Thu Nov 5 09:00:00 EST 2015

On 2015-11-05 23:05, Steven D'Aprano wrote:
> Oh the shame, I knew that. Somehow I tangled myself in a knot,
> thinking that it had to be 1 *followed by* zero or more characters.
> But of course it's not a glob, it's a regex.

But that's a good reminder of fnmatch/glob modules too.  Sometimes
all you need is to express a simple glob, in which case using a
regexp can cloud the clarity.

The overarching principle is to go for clarity & simplicity, rather
than favoring built-ins/glob/regex/parser modules all the time.

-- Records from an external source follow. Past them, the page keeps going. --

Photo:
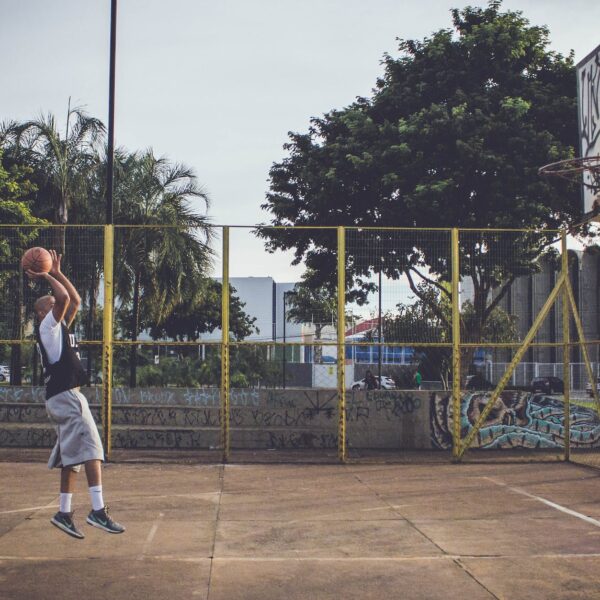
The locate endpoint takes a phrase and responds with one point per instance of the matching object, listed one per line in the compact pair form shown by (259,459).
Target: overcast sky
(218,84)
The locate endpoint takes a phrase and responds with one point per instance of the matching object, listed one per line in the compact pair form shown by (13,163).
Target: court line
(547,502)
(30,508)
(250,559)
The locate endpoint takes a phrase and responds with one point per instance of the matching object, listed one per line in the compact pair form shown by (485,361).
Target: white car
(387,383)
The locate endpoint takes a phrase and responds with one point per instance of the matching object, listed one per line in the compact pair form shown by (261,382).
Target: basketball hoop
(584,171)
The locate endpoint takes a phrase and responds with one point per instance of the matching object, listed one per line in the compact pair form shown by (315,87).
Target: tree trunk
(16,351)
(135,323)
(62,218)
(91,321)
(318,349)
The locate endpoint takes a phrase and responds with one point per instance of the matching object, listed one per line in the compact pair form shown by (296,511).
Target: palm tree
(157,266)
(63,164)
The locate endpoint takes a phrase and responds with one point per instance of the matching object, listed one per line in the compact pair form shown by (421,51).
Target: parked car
(387,383)
(478,382)
(588,387)
(547,385)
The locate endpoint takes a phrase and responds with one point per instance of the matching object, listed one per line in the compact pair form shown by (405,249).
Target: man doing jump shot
(78,440)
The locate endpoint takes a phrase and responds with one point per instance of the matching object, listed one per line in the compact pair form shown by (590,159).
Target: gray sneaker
(100,519)
(64,521)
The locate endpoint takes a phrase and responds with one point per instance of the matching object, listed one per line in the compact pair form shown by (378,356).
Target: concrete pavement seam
(214,542)
(456,561)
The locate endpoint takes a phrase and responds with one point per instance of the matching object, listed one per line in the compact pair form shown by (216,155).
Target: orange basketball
(37,260)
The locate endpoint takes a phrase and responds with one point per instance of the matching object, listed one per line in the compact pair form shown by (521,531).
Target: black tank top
(67,372)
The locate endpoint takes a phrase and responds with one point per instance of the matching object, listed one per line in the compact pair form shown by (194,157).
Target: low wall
(307,418)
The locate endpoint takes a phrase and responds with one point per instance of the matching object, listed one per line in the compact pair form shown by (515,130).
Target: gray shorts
(77,435)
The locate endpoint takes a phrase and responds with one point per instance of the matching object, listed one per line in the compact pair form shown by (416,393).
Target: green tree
(453,136)
(160,266)
(16,191)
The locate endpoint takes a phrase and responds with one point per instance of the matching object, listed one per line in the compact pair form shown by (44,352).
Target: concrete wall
(308,419)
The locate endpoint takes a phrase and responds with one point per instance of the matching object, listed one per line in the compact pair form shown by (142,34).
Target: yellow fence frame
(562,289)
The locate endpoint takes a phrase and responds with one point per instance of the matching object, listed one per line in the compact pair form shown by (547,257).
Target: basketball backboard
(588,94)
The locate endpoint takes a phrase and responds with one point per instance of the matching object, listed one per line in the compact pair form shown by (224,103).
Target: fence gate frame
(569,309)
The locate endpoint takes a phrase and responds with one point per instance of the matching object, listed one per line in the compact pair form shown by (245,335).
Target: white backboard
(588,94)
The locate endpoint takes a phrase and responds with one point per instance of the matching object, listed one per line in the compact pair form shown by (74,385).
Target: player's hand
(33,275)
(55,269)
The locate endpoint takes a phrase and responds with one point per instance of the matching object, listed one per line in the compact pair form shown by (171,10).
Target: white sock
(65,502)
(96,497)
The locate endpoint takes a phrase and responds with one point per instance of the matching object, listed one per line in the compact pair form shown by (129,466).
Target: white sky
(218,84)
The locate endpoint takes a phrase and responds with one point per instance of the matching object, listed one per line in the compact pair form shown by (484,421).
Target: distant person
(78,442)
(418,379)
(370,381)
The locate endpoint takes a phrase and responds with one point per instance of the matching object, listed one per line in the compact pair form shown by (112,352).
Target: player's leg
(63,519)
(99,516)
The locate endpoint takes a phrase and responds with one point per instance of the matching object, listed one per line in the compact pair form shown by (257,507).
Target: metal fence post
(456,403)
(566,316)
(225,441)
(107,339)
(341,346)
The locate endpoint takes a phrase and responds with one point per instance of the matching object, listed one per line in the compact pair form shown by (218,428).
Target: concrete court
(408,531)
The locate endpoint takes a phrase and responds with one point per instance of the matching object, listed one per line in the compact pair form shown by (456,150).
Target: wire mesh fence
(286,362)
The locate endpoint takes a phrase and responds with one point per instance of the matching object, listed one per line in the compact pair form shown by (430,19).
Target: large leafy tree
(16,192)
(64,163)
(452,136)
(200,312)
(314,305)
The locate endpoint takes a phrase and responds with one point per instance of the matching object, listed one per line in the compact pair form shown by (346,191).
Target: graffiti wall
(293,419)
(517,420)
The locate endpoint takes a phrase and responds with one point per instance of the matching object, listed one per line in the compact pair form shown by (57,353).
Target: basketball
(37,260)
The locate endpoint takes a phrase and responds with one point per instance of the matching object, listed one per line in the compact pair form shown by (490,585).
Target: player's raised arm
(59,294)
(74,297)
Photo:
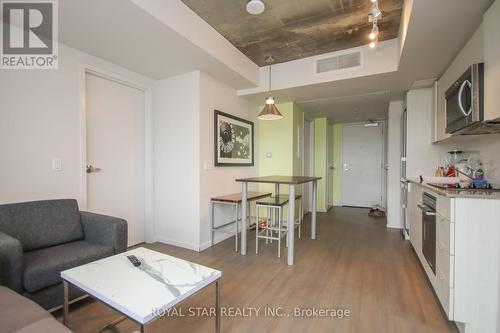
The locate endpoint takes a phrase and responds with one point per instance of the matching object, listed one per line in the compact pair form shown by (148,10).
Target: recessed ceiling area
(349,109)
(295,29)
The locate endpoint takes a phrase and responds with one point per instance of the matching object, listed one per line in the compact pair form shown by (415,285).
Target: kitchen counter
(452,193)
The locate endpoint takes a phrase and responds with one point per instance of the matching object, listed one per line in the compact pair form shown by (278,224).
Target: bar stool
(270,227)
(298,222)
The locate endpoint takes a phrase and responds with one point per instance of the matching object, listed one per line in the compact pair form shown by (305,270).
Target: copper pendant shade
(270,111)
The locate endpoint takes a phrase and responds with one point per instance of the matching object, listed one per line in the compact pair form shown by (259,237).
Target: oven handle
(460,93)
(426,211)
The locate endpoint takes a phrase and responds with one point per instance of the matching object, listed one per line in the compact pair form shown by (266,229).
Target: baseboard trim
(175,242)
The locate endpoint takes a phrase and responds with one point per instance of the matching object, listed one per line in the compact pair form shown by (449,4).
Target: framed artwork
(233,140)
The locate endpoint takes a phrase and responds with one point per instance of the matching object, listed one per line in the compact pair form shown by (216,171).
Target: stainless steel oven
(428,208)
(464,100)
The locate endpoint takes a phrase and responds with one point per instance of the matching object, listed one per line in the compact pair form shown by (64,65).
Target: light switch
(56,164)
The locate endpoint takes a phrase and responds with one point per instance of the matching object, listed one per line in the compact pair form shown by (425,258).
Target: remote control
(133,259)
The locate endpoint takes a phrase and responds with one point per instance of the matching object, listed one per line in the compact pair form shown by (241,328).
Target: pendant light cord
(270,78)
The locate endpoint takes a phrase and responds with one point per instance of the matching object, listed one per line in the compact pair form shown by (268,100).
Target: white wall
(40,119)
(394,164)
(215,181)
(176,133)
(185,178)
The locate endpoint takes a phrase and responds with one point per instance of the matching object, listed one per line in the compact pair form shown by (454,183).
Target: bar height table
(292,182)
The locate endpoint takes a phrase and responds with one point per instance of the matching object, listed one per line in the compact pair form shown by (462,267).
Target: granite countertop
(452,193)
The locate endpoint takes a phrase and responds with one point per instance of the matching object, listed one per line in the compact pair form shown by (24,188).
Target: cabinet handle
(426,211)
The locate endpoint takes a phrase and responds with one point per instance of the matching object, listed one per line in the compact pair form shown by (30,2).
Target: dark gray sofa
(40,239)
(20,315)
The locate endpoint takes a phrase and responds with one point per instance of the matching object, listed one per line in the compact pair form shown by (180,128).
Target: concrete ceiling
(436,33)
(294,29)
(349,109)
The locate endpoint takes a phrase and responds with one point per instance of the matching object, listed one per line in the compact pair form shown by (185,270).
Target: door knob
(91,168)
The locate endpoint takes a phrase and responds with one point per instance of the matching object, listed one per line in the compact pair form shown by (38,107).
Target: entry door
(362,165)
(115,121)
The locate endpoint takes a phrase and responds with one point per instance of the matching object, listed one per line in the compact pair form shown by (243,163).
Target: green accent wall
(337,163)
(320,159)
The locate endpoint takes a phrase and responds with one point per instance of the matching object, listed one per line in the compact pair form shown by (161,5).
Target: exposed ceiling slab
(433,39)
(294,29)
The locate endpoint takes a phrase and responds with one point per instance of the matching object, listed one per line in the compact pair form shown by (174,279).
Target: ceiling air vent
(335,63)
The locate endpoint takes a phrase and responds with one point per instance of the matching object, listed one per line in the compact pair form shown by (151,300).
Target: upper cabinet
(492,62)
(483,46)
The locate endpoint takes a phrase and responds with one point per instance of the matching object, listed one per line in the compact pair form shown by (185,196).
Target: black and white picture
(233,140)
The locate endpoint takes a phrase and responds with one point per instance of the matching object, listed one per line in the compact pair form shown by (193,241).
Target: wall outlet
(56,164)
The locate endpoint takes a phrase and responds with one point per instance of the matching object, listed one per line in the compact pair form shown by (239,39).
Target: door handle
(92,169)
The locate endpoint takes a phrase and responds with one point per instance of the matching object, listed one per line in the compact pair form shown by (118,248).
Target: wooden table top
(236,197)
(290,180)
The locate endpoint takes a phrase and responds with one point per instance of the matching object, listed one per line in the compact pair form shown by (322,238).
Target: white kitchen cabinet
(415,216)
(492,62)
(467,278)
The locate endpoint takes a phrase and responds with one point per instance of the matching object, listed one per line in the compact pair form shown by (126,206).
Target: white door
(115,147)
(362,165)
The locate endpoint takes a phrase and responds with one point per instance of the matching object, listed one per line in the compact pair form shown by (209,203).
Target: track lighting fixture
(375,15)
(375,11)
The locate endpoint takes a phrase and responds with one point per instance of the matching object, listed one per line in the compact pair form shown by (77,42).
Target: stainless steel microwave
(464,100)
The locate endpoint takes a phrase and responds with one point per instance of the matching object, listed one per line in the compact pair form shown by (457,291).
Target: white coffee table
(142,293)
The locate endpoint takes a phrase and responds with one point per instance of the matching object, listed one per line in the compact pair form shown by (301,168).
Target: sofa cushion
(17,311)
(42,268)
(40,224)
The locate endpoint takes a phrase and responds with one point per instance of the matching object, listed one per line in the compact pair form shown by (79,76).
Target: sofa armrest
(11,262)
(105,230)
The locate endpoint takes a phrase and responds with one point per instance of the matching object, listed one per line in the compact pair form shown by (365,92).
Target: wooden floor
(356,264)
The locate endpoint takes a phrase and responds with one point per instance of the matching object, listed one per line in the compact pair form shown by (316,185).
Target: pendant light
(270,111)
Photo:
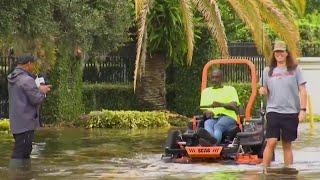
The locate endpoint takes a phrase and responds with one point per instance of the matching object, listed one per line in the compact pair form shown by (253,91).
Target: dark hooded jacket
(24,101)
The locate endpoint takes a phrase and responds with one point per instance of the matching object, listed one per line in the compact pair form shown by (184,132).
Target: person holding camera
(25,98)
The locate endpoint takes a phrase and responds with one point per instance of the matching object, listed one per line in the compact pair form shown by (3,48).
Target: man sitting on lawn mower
(221,116)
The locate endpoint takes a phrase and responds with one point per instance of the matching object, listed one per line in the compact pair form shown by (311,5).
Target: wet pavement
(136,154)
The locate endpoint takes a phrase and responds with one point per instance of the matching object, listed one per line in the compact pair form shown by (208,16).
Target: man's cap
(279,46)
(24,59)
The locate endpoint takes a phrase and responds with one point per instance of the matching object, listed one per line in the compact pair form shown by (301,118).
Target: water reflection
(121,154)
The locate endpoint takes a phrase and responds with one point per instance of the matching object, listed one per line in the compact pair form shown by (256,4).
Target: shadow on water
(136,154)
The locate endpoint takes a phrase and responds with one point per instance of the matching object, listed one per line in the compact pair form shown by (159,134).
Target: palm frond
(286,29)
(187,17)
(138,6)
(249,12)
(142,28)
(212,15)
(287,9)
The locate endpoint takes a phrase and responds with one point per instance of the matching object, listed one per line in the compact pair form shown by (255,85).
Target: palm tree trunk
(151,84)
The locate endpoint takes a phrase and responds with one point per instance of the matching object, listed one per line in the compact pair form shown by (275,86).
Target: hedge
(4,125)
(109,96)
(182,100)
(131,119)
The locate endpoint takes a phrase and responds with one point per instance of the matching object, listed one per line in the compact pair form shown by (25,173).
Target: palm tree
(166,31)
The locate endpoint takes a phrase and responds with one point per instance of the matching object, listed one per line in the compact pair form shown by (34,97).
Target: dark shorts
(22,145)
(282,125)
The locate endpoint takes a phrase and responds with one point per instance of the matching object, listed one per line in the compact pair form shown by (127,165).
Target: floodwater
(136,154)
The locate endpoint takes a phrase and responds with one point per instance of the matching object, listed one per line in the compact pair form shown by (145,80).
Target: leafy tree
(166,31)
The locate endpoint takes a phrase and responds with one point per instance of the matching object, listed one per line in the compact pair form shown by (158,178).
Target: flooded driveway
(136,154)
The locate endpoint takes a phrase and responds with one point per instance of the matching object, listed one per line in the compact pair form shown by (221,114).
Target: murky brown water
(123,154)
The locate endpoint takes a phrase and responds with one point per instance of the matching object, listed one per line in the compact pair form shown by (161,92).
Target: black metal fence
(113,69)
(119,68)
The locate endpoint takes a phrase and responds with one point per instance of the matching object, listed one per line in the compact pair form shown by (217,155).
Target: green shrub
(4,125)
(131,119)
(64,102)
(109,96)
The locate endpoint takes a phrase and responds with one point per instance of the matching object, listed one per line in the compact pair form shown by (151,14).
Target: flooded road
(136,154)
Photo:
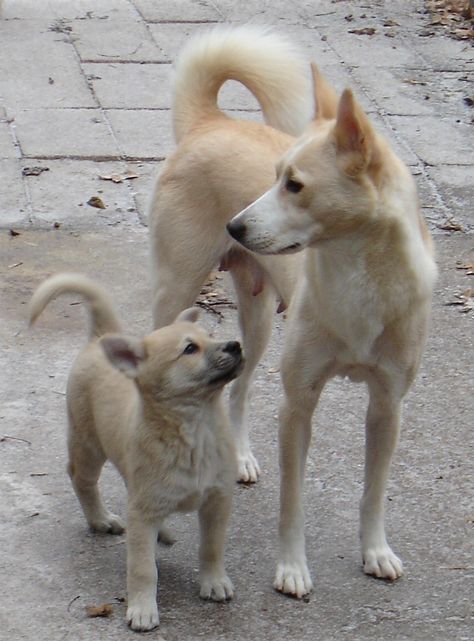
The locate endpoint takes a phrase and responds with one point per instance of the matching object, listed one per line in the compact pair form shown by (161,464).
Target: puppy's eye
(293,185)
(191,348)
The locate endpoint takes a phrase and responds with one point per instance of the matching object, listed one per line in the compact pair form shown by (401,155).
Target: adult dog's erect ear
(124,353)
(189,315)
(354,135)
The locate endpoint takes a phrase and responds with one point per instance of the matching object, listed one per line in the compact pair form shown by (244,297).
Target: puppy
(221,165)
(361,309)
(153,407)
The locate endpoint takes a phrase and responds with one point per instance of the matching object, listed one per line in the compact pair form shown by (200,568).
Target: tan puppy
(361,308)
(153,407)
(220,166)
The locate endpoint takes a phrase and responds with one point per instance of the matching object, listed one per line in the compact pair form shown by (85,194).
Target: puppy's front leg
(213,518)
(142,575)
(382,430)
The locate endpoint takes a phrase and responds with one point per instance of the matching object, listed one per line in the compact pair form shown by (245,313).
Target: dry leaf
(465,301)
(95,201)
(451,225)
(33,171)
(364,31)
(104,610)
(413,81)
(120,178)
(467,267)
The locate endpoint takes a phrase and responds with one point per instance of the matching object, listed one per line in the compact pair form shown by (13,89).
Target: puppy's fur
(220,166)
(361,308)
(153,407)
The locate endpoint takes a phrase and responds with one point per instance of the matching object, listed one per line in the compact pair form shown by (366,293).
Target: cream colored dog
(361,309)
(221,165)
(153,407)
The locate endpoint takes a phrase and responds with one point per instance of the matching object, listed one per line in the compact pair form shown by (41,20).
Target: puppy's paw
(216,588)
(107,523)
(143,616)
(248,467)
(293,579)
(382,563)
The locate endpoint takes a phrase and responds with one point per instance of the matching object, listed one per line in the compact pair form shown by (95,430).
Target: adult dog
(153,407)
(361,309)
(220,166)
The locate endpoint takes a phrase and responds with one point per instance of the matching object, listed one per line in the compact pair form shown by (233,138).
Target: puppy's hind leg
(84,467)
(213,518)
(382,430)
(255,319)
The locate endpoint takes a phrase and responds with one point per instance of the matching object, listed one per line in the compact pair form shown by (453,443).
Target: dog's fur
(361,308)
(221,165)
(153,407)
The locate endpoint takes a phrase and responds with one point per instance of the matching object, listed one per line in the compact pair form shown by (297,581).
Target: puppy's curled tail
(103,318)
(266,63)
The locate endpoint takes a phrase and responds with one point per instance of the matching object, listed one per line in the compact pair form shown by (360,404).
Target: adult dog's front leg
(292,575)
(382,430)
(213,518)
(142,575)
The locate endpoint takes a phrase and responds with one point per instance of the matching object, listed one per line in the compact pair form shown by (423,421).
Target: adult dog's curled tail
(266,63)
(103,318)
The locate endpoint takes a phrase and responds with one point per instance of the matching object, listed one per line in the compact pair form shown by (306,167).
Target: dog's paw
(142,617)
(248,468)
(382,563)
(216,588)
(108,523)
(293,579)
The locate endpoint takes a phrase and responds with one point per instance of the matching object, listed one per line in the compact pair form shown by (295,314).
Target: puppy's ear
(124,353)
(189,315)
(353,134)
(325,98)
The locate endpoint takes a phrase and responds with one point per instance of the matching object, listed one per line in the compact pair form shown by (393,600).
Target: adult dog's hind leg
(382,430)
(182,259)
(255,319)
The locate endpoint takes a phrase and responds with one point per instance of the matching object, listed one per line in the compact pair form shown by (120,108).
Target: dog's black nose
(233,347)
(237,230)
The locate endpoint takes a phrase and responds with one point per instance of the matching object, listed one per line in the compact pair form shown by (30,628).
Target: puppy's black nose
(233,347)
(237,230)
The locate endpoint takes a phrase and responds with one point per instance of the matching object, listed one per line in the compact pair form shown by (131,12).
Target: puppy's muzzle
(233,347)
(237,230)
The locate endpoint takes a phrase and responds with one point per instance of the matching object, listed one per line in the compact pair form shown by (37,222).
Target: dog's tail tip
(103,317)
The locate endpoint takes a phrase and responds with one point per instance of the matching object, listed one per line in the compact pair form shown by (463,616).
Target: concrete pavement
(84,95)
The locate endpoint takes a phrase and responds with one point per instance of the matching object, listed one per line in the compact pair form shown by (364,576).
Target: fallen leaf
(95,201)
(464,300)
(104,610)
(120,178)
(413,81)
(33,171)
(451,225)
(467,267)
(364,31)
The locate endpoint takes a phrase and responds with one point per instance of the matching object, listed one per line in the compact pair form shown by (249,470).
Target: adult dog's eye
(191,348)
(293,185)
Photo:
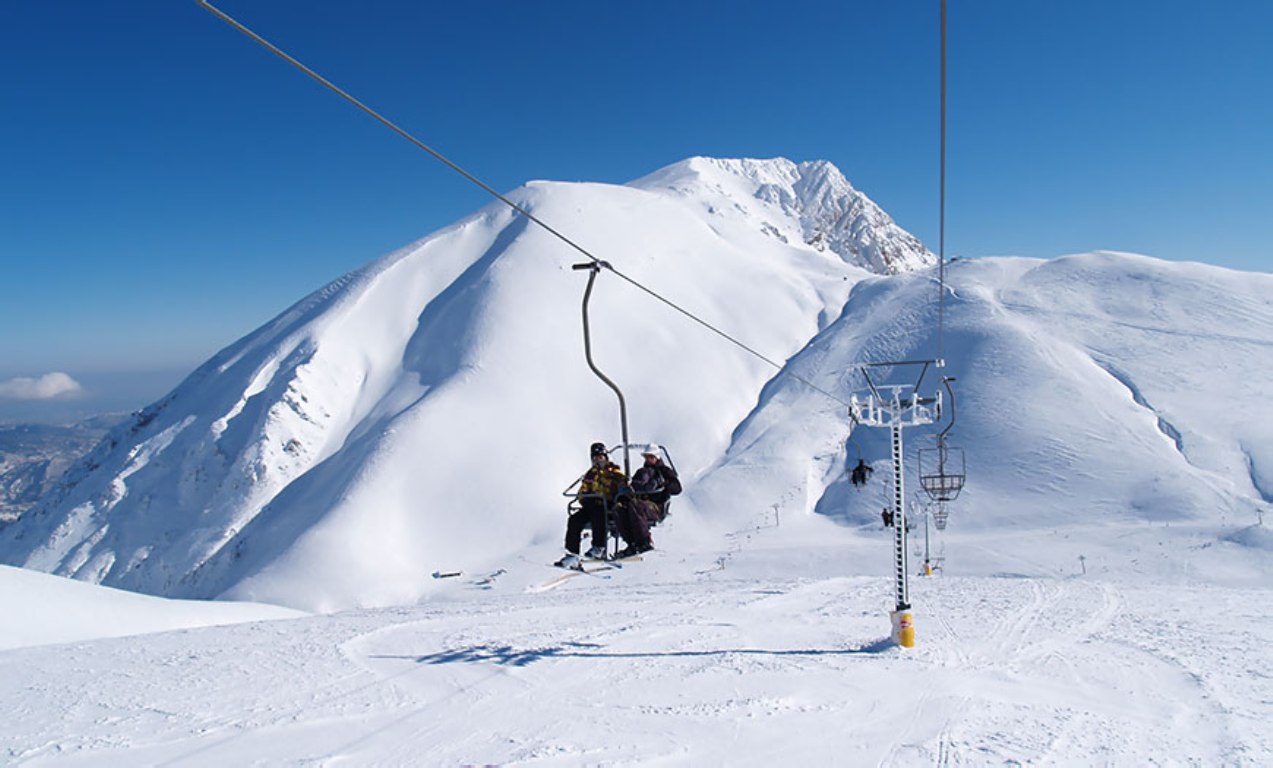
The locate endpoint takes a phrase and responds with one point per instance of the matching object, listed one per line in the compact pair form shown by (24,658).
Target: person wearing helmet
(660,478)
(597,492)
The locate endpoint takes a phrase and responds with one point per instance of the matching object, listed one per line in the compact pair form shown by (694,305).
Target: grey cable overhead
(941,226)
(503,199)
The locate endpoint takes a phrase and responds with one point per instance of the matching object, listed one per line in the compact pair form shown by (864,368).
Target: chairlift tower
(896,406)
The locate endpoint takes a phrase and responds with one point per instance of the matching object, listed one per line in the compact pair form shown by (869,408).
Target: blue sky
(169,186)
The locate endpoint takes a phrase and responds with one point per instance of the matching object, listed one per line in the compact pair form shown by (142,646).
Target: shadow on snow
(511,656)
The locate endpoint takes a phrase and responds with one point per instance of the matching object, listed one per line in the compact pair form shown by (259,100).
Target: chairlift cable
(941,226)
(503,199)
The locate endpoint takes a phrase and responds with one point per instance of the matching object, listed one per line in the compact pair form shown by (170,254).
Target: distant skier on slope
(859,474)
(597,492)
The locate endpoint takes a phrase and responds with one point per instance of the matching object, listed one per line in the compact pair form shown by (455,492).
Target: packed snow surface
(766,650)
(391,452)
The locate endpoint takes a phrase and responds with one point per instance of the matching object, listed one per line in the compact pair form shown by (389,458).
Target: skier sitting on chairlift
(635,513)
(859,473)
(597,490)
(661,478)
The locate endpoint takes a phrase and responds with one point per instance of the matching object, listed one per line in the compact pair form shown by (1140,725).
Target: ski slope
(1103,585)
(759,652)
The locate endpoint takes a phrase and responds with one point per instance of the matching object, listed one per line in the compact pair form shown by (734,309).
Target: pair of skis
(586,567)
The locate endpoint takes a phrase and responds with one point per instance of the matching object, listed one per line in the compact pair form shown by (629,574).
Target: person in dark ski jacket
(637,513)
(597,492)
(861,471)
(658,475)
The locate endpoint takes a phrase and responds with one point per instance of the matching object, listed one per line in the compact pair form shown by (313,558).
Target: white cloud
(46,387)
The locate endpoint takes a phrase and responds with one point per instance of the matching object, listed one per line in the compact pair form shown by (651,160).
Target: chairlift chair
(942,471)
(576,498)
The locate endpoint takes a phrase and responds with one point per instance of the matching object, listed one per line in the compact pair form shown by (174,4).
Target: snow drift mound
(1092,390)
(429,408)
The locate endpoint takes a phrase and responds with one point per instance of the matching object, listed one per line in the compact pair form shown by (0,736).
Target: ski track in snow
(670,665)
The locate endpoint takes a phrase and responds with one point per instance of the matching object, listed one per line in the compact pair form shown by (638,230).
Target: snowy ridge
(425,412)
(1100,594)
(301,442)
(807,203)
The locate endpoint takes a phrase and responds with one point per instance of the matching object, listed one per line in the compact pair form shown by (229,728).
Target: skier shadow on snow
(511,656)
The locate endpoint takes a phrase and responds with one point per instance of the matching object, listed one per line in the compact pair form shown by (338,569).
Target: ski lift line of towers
(896,406)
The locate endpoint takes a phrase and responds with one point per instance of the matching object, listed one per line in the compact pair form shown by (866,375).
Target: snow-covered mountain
(436,401)
(1101,586)
(425,412)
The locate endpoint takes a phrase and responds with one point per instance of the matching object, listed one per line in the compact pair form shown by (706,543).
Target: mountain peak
(810,201)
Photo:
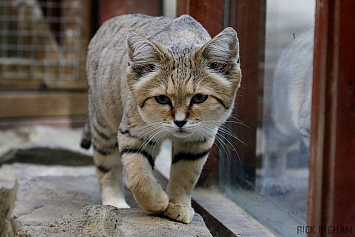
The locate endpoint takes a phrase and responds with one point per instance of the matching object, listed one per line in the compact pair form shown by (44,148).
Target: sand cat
(288,111)
(7,205)
(151,79)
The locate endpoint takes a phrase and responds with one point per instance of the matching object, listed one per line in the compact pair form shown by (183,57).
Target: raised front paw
(179,212)
(152,201)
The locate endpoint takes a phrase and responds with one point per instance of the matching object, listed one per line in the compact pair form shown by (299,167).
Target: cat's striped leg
(110,175)
(188,161)
(138,161)
(108,166)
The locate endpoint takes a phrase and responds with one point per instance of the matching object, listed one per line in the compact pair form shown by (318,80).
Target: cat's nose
(180,123)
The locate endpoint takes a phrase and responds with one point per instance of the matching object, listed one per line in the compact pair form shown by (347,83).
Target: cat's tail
(86,135)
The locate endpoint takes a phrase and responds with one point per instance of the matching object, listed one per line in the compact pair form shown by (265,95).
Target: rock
(58,193)
(110,221)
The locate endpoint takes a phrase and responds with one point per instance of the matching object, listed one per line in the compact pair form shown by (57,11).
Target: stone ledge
(98,220)
(55,198)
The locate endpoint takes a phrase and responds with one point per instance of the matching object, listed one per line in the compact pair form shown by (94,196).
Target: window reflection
(279,200)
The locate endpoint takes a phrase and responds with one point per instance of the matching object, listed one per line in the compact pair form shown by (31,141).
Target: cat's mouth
(180,132)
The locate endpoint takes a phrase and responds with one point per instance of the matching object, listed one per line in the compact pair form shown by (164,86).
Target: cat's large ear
(143,55)
(222,52)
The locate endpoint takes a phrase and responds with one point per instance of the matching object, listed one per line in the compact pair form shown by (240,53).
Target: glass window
(279,198)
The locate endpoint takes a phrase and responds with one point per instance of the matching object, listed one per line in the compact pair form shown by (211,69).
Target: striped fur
(151,79)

Want to test for presence in a string?  Just use the builtin "a in b"
test.  At the beginning/end?  Use .startswith()/.endswith() for
clarity.  Need to check if a string is purely
digits/alpha/alphanumerics/etc?  Use the
string .is{alnum,alpha,decimal,digit,identifier,lower,numeric,printable,space,title,upper}
methods on the string.

For simple wild-carding, use the fnmatch module to do simple
globbing.

For more complex pattern matching, you've got regexps.

Finally, for occasions when you're searching for repeated/nested
structures, using an add-on module like pyparsing will give you
clearer code.

Oh, and with regexps, people should be less afraid of verbose
multi-line strings with commenting

  r = re.compile(r"""
    ^                       # start of the string
    (?P<year>\d{4})         # capture 4 digits
    -                       # a literal dash
    (?P<month>\d{1,2})      # capture 1-2 digits
    -                       # another literal dash
    (?P<day>\d{1,2})        # capture 1-2 digits
    _                       # a literal underscore
    (?P<accountnum>         # capture the account-number
      [A-Z]{1,3}               # 1-3 letters
      \d+                      # followed by 1+ digits
      )
    \.txt                   # the extension of the file (ignored)
    $                       # the end of the string
    """, re.VERBOSE)

They are a LOT easier to come back to if you haven't touched the code
for a year.

-tkc